Another example of commercially viable green technology in the area is Shenandoah Growers, which grows, markets and distributes fresh, culinary herbs to grocery stores in the upper- and lower-Mid Atlantic.
The company partnered with growers worldwide to develop farming best practices and brought a European system to the states. This includes using its entire roof surface to collect rainwater for irrigation, producing nitrogen sustainably and using a closed-loop system to keep nutrients inside the greenhouse, ensuring that there is no nitrogen runoff that could contaminate outside ecosystems. It is also installing a biomass woodchip burner to reduce its reliance on fossil fuels for heat.
“We were the first using the principles of sustainability and certified organic,” said Timothy Heydon, president and CEO there. “It’s really a great example of how you can produce commercial quantities of organic foods in regional markets and do it under the principles of true sustainability.”

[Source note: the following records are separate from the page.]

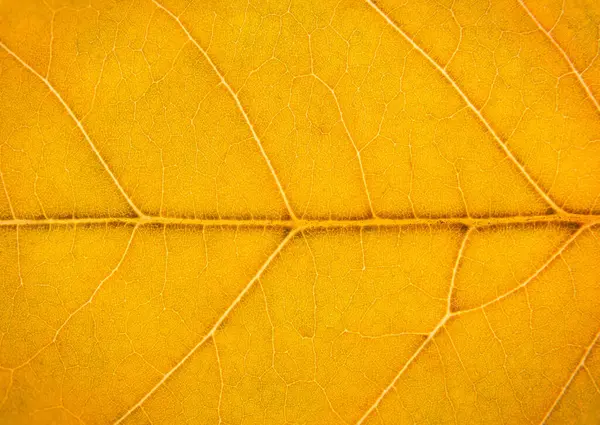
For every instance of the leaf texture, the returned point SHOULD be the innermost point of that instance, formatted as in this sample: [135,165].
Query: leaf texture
[299,212]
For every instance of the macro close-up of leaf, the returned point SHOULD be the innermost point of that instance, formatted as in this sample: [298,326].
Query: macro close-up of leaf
[299,212]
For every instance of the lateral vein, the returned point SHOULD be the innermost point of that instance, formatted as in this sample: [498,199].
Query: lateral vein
[238,104]
[137,211]
[471,106]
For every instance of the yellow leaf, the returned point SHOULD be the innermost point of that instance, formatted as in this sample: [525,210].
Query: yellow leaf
[299,212]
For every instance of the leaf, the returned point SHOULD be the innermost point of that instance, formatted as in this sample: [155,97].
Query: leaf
[311,212]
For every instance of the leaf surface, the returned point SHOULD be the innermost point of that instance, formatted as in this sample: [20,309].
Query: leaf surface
[306,212]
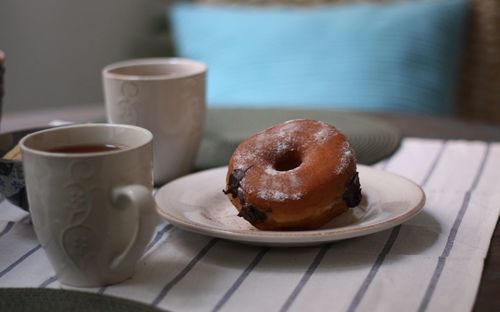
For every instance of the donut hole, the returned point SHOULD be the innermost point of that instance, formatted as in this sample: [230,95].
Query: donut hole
[288,161]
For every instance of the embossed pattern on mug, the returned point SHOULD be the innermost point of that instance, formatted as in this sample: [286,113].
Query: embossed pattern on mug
[129,92]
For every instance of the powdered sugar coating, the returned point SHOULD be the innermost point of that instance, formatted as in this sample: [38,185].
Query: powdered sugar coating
[263,150]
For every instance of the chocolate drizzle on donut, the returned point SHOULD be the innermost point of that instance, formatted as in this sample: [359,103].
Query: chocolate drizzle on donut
[234,182]
[352,195]
[252,214]
[249,212]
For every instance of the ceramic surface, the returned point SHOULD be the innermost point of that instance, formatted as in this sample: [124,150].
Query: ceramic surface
[166,96]
[93,213]
[196,203]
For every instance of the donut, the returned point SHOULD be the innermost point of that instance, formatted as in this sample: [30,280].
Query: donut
[297,175]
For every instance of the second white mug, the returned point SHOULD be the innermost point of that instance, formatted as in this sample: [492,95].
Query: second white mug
[165,96]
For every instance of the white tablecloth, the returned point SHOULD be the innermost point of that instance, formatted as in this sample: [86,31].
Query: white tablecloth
[431,263]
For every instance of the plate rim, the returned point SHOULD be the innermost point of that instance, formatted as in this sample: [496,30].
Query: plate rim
[289,238]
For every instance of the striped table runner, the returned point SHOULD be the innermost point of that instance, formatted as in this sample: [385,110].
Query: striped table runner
[431,263]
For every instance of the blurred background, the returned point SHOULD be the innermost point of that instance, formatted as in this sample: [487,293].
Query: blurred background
[426,56]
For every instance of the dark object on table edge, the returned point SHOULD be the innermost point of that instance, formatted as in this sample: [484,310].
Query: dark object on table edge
[12,185]
[54,300]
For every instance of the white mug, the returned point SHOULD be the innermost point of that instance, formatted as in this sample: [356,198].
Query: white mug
[165,96]
[90,195]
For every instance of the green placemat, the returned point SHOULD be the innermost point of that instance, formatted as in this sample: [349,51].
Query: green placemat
[55,300]
[372,139]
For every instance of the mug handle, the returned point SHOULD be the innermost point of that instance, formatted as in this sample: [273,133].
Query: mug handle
[140,199]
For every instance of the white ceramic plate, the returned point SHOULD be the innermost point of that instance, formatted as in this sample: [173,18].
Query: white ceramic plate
[196,203]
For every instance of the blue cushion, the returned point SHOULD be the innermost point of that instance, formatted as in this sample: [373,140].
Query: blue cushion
[397,57]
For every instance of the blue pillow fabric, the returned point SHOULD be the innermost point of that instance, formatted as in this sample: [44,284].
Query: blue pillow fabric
[396,57]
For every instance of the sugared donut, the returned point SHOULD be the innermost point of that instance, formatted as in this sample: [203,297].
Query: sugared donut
[293,176]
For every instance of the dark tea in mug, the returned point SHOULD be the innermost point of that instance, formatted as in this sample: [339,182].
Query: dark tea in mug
[86,148]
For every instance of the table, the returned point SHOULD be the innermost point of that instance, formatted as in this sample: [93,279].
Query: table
[410,125]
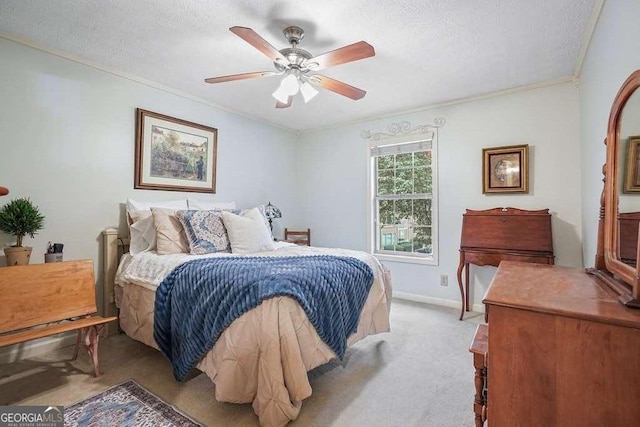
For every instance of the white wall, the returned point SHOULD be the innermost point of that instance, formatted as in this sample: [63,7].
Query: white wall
[612,56]
[332,170]
[67,142]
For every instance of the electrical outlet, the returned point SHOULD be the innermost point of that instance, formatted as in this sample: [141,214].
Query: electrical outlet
[444,280]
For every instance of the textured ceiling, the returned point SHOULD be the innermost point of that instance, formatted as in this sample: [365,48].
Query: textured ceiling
[427,52]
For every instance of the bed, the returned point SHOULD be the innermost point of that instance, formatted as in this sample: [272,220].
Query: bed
[264,355]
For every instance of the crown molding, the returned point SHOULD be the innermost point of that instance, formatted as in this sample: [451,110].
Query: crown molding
[588,36]
[136,79]
[503,92]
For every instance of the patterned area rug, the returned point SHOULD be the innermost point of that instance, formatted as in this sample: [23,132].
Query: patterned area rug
[125,405]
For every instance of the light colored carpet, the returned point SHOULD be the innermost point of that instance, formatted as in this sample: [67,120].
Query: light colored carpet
[419,374]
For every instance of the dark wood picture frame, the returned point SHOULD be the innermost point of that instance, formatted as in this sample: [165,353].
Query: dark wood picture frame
[174,154]
[505,169]
[632,173]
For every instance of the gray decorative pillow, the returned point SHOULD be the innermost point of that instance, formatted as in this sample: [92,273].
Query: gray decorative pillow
[206,231]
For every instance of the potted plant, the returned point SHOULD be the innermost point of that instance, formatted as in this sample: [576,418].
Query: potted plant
[20,217]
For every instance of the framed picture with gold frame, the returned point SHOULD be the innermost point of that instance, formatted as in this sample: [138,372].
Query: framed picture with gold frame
[174,154]
[505,169]
[632,173]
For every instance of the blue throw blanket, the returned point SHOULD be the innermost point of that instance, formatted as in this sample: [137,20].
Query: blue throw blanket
[199,299]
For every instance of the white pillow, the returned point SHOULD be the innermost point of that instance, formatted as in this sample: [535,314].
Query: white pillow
[142,232]
[248,233]
[201,205]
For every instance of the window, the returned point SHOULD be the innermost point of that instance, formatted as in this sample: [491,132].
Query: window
[403,200]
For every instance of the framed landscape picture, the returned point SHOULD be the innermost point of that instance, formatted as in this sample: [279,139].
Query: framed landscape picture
[174,154]
[505,169]
[632,174]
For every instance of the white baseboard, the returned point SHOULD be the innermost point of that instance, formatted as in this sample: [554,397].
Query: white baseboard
[36,347]
[478,308]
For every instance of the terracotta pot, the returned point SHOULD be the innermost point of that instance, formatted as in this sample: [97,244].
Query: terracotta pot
[17,255]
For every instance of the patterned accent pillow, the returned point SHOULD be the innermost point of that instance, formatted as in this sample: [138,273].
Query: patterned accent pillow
[206,231]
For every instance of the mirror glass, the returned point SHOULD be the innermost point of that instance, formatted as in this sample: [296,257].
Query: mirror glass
[628,179]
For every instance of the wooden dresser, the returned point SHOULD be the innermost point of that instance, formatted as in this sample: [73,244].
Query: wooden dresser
[562,351]
[494,235]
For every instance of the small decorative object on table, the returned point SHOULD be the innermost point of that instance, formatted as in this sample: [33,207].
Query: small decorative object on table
[299,237]
[54,252]
[20,217]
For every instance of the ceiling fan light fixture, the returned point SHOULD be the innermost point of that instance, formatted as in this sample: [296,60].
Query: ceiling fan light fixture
[281,95]
[308,92]
[290,84]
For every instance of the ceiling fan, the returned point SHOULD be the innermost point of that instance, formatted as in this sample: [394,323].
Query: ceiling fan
[299,66]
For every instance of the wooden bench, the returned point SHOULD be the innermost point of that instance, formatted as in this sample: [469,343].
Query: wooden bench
[40,300]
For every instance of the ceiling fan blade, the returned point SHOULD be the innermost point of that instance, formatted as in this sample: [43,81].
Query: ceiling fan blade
[243,76]
[337,87]
[283,105]
[353,52]
[255,40]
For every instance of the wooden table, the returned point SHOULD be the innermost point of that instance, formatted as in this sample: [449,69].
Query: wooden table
[502,234]
[479,350]
[562,350]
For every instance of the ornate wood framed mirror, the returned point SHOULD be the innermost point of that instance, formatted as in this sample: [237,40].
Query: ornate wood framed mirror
[618,250]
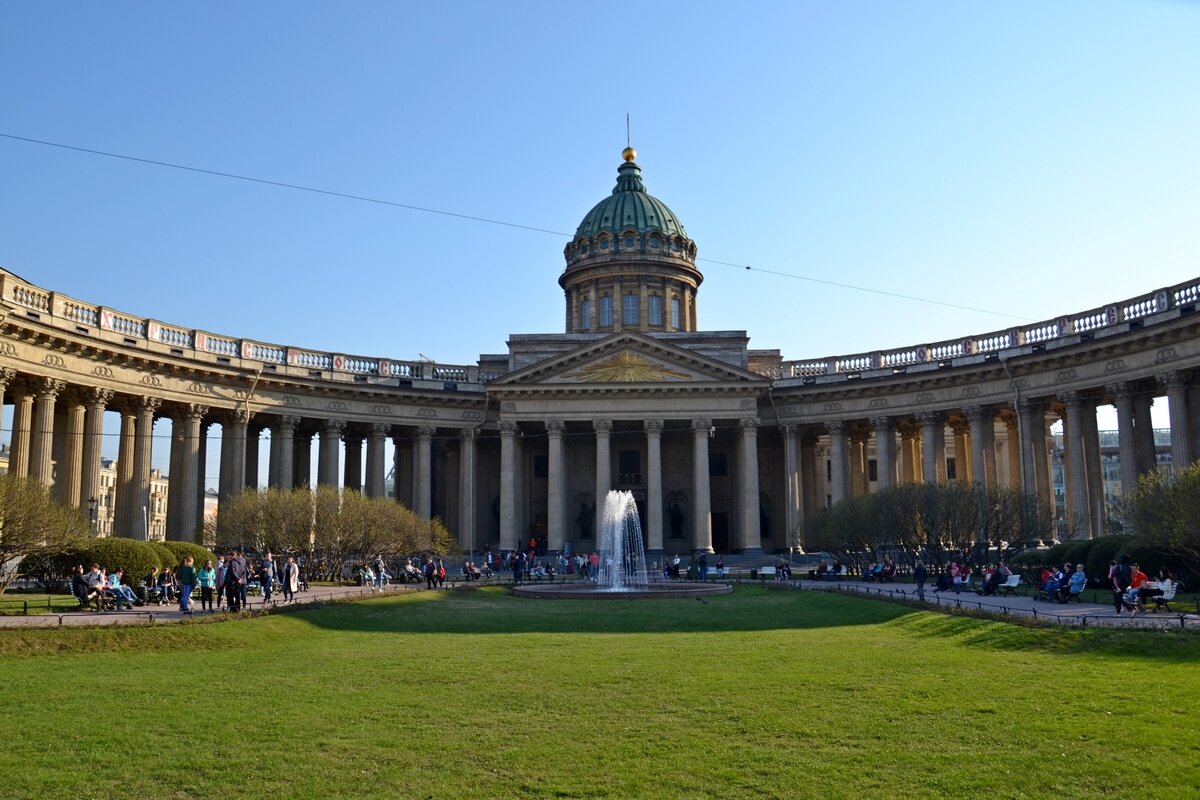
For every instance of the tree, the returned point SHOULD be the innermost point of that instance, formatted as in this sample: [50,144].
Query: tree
[30,521]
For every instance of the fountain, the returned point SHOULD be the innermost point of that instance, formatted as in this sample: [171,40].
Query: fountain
[623,573]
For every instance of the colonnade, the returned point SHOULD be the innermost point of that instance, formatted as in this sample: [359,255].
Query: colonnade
[922,453]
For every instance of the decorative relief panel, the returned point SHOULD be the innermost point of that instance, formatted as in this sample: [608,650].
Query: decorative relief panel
[1165,354]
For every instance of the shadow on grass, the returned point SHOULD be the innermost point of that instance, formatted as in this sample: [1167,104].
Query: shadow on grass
[492,611]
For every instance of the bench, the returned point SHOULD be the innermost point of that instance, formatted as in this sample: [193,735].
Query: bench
[1164,600]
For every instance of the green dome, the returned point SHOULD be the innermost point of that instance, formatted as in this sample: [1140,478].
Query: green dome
[630,206]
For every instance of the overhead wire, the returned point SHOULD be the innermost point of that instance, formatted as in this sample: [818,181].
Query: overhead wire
[491,221]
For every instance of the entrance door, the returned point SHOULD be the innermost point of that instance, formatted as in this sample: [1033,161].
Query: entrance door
[720,531]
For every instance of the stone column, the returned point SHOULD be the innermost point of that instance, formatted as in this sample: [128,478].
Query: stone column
[353,468]
[232,480]
[910,445]
[1079,519]
[839,461]
[556,487]
[983,445]
[1035,475]
[22,431]
[1127,446]
[143,451]
[793,511]
[885,452]
[376,459]
[283,452]
[421,463]
[93,441]
[467,491]
[250,470]
[202,467]
[1144,432]
[748,456]
[653,487]
[1093,469]
[859,482]
[702,513]
[41,467]
[301,458]
[604,468]
[70,470]
[329,450]
[1181,421]
[813,498]
[508,486]
[185,491]
[933,451]
[1013,450]
[963,465]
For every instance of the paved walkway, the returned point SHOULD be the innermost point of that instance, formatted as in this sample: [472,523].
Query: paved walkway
[1084,613]
[171,613]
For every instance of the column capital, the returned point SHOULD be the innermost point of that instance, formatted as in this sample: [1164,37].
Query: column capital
[99,396]
[49,388]
[979,413]
[930,417]
[1173,379]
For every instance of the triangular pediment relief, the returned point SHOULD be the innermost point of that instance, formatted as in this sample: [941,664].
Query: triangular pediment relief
[628,359]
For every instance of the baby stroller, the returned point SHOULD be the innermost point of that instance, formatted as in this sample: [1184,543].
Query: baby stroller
[1131,601]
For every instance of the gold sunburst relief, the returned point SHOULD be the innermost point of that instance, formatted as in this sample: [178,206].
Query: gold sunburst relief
[625,367]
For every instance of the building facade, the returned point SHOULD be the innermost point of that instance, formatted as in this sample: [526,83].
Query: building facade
[726,447]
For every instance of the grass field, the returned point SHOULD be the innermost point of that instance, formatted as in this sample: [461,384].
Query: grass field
[479,695]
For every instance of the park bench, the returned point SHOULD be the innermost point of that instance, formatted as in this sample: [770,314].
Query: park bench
[1164,600]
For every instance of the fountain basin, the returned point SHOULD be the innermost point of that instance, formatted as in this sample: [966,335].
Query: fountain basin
[583,590]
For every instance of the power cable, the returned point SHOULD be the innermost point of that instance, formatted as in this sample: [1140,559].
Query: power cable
[409,206]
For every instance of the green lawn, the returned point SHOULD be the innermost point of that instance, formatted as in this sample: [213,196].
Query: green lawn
[474,693]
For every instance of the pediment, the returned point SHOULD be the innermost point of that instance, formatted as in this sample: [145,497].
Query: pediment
[628,359]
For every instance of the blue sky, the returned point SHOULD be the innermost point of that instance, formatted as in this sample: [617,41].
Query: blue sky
[1021,158]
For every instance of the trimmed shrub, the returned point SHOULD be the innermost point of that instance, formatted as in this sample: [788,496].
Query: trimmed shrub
[199,554]
[138,559]
[1104,549]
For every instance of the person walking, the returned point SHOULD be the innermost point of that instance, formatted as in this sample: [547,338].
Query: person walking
[207,578]
[919,576]
[186,584]
[291,579]
[267,576]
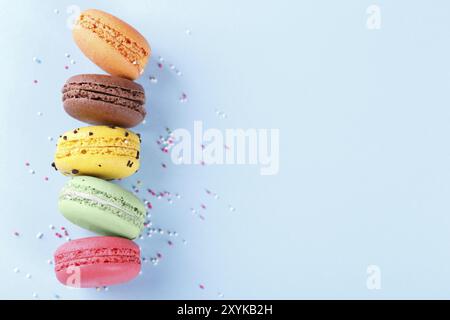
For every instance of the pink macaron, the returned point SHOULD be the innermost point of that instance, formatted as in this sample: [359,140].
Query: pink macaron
[97,261]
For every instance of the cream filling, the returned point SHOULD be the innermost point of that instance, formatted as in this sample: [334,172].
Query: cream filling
[96,199]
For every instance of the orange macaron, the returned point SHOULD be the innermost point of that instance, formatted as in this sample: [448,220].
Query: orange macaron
[111,44]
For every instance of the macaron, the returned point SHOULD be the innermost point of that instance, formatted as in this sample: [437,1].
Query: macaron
[102,207]
[97,261]
[111,43]
[107,152]
[104,100]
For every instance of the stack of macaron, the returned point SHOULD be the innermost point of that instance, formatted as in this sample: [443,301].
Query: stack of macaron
[105,151]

Paxton agrees. “Rockingham is the largest ag. county in Virginia. We want to look for innovative ways to make agricultural better. The impetus behind this is to transition our county to the 22nd century to meet the needs of our citizens for employment and economic vitality.”
Also in the area, the MillerCoors plant in Elkton, Virginia, is recycling all of its waste and keeping it out of the county landfill.
According to Amy Michtich, company vice president and plant manager, the plant reuses or recycles more than 99 percent of its waste. The remainder goes to James Madison University to be converted to energy. Grain that the plant no longer needs is hauled to another site, where a separate company converts it to feed for animals.
Michtich says it’s “a $10-million investment that we decided to contribute to reduce overall nutrients to the watershed. And, while it’s key for us to move forward to remain compliant, it’s also our investment in our community.”
Goodlettsville, Tennessee, is another community going green as an investment in its community. The city, located 15 miles outside of Nashville, has begun by focusing on public works projects, knowing that business development will soon follow.
In 2011, it opened a 16,000-square-foot branch library that is LEED silver certified. The environmentally friendly, state-of-the-art building includes pervious pavement, two electric vehicle charging stations and rainwater collection.
“We also just ordered a new hybrid-fuel trash collection truck,” added Tom Tucker, director of community development at the City of Goodlettsville.
“Tucker and his team in Goodlettsville are very progressive. They’ve been very creative in finding funding and encouraging people to use renewable stations, such as with the solar-powered car charging stations,” said Tabitha Crawford , SVP of sustainability and innovation at Balfour Beatty Capital Group.
Balfour Beatty Capital Group specializes in partnering with government entities and high-performing public sector firms to implement their strategic plans.
“Like the computer industry, we see the energy industry becoming decentralized, allowing innovative financial models to emerge that accelerate business development,” Crawford said.
And these financial models, along with forward-thinking communities, savvy business leaders and the research flowing from higher education, mean that green technology has become a potent economic driver throughout the country.